Many of the designs include multiple versions or adjustable features, providing agency to end users in how they engage with the sport and at what level of independence or challenge. This reflects the project’s core philosophy: the goal is never to do the activity for the person, but to remove the barrier that was preventing them from doing it themselves.

The PADE methodology was applied consistently across all device development cycles.
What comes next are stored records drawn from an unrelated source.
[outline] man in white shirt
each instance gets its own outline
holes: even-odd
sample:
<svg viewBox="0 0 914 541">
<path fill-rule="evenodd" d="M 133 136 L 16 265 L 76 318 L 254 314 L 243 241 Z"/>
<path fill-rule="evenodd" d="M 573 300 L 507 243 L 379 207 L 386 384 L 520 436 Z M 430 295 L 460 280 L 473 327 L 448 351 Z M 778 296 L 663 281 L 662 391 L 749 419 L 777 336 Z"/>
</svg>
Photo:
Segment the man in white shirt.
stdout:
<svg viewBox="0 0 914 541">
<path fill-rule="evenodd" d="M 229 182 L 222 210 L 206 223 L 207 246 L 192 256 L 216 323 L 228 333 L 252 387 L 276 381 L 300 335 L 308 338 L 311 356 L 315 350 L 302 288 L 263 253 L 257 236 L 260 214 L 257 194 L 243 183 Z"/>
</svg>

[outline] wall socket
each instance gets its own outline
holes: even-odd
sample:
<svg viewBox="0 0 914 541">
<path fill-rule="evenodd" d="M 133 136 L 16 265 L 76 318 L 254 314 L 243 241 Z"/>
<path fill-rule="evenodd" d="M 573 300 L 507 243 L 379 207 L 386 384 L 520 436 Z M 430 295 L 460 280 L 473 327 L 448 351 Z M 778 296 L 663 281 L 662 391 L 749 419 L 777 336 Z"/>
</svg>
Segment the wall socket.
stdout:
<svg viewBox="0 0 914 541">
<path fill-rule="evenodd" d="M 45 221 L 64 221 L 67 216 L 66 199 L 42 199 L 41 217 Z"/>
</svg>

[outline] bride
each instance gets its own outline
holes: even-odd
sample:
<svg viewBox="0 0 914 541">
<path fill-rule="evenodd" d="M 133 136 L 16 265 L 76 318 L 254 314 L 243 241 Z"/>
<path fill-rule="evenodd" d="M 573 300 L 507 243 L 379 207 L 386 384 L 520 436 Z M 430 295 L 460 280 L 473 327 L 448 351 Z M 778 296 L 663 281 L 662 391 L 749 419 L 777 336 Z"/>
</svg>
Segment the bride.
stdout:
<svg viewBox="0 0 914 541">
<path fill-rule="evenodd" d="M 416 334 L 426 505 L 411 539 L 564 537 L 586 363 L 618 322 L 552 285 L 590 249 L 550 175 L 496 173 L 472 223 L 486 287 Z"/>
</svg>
The success of this approach adds to a growing body of evidence demonstrating the value of centering people with lived experience of disability in the design of technologies intended to serve them.^33–38 Critically, PADE not only produces better-fitting devices but also ensures that the solutions address real, prioritized needs rather than assumptions about what people with disabilities want or require.

The low-cost fabrication methods used in this project also suggest a viable dissemination model. Makerspaces, university engineering labs, and rehabilitation centers with access to 3D printers could adopt the repository’s open-source designs and engage local disability community members in further PADE cycles to expand and adapt the available SRAAT. This is particularly relevant given documentation that access inequities in adaptive sports are substantial and that individuals with the most complex support needs remain systematically underserved. ⁸

Conclusion

Adaptive sports and recreation are important for people with disabilities and meaningfully enhance quality of life, community integration, and physical and psychological wellbeing. This project demonstrates that the PADE approach can be effectively applied to develop low-cost, easy-to-make adaptive sports and recreation equipment that is affordable, durable, and customizable to the individual. Several prototypes have been designed, fabricated, and made publicly available, with initial satisfaction reported by end users. Ongoing work will continue to expand the repository, assess long-term durability and generalizability of existing designs, and collect longitudinal outcome data on the impact of SRAAT access on participation and quality of life.